BigBuckBunny.ism file is a server manifest, which is structured in Synchronized Multimedia Integration Language (SMIL) format and contains a mapping of quality levels and bit rates to the .ismv and .isma files. This mapping in the server manifest is used by the server to access the right disk files to create the next fragment of content encoded at the right bit rate, before responding to a client side request.




ism/manifest

Let's see how the iis media service renders the ism file.

When we set a url to a .ism file, it won't work. What we need to do is get the manifest. This is available by appending "/manifest" at the end of the url. This manifest is basically an Xml file containing the different feeds available. There are several different feeds involved. Each feed has its own bitrate. So when the player is playing, it can actually switch between feeds with different bitrates while playing.
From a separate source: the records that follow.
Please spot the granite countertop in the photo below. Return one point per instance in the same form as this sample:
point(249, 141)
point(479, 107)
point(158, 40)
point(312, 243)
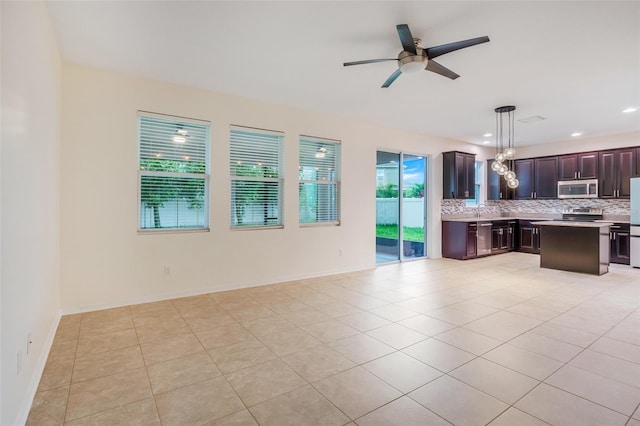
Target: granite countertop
point(523, 217)
point(492, 218)
point(575, 224)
So the quality of the streamed video actually fluctuates while playing. - (see Playing Smooth Streaming (.ism) videos in Silverlight)

public void Play(string url)
{
    AdaptiveStreamingSource src = new AdaptiveStreamingSource(myMediaElement,new Uri(url + "/manifest"));
    myMediaElement.SetSource(src);
    myMediaElement.Play();
}

As we see in code, we create a new AdaptiveStreamingSource passing in the MediaElement and the Uri to the .ism file. However, we need to add the /manifest at the end of the Uri. Then we use this source to set the source of the MediaElement. After that, the MediaElement will play just as normal.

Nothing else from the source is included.